Die unheimliche Stärke des Meisters ist die Fähigkeit, das Spiel des Gegners zu neutralisieren. Es ist wie beim Mühlespiel. Den Gegner Zug um Zug auszuspielen und durch das Bilden von Mühlen die Entscheidung herbeizuführen – das kann jeder. Aber nur die Grossmeister beherrschen die Kunst, alle Steine des Gegners zu blockieren und ihn so zur Aufgabe zu zwingen. Genau das tut der SC Bern. Der SCB hat in diesem Finale bei nummerischem Gleichstand noch kein Tor zugelassen.
Wir sehen in diesen Tagen das Defensivspiel der Grossen im Welthockey. Wenn es um Titel und Medaillen geht, dann investieren die Finnen, Schweden, Kanadier, Amerikaner oder Tschechen ihr Talent so ins Defensivspiel wie der SCB. Nur die Russen erliegen auch in grossen Partien der offensiven Versuchung. Deshalb versagen sie, gemessen an ihrem Talent, zu oft.

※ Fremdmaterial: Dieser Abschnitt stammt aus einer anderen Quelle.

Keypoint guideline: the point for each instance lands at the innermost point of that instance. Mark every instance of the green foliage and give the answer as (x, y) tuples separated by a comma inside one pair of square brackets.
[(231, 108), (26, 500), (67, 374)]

Die Zuger haben nicht versagt. Sie haben alles richtig gemacht. Es ist sogar ungerecht, wenn wir einzelne Spieler für diese Niederlage verantwortlich machen. Wenn wir beispielsweise Torhüter Tobias Stephan schmähen, weil der alles entscheidende dritten Gegentreffer (zum 2:3) haltbar war.
Es ist eine billige Ausrede, wenn wir darauf hinweisen, dass der ein bisschen altmüd gewordene Leitwolf Josh Holden wegen Unwohlsein nicht eingesetzt werden konnte.
Alles richtig gemacht? Hätte Harold Kreis nicht eine andere Taktik wählen müssen? Nein. Er hatte keine andere Wahl. Es ist ihm gelungen, seine Jungs wieder aufzurichten, das Spiel neu zu justieren und auszubalancieren und die richtige Mischung zwischen Sturmlauf und defensiver Absicherung zu finden. Er brachte es fertig, in der minimalen Zeitspanne von 48 Stunden eine verheerende Niederlage (0:5) vergessen zu machen und er gab nie auf. Er nahm gestern 81 Sekunden vor Schluss sein Time-Out um zur letzten Offensive zu blasen. Aber dafür lobt ihn niemand. Weil er trotzdem verloren hat.
Wir haben einen grossen EV Zug gesehen. Mutige, tapfere Zuger. Sie scheiterten nach grandiosem Einsatz an einem defensiv perfekten Gegner – soweit es überhaupt im Hockey Perfektion gibt. Und darüber hinaus hat der SCB mit Leonardo Genoni seine Defensive auch noch den besten Schweizer Torhüter abgesichert. John Slettvolls «Grande Lugano» hatte wenigstens Lottergoalies.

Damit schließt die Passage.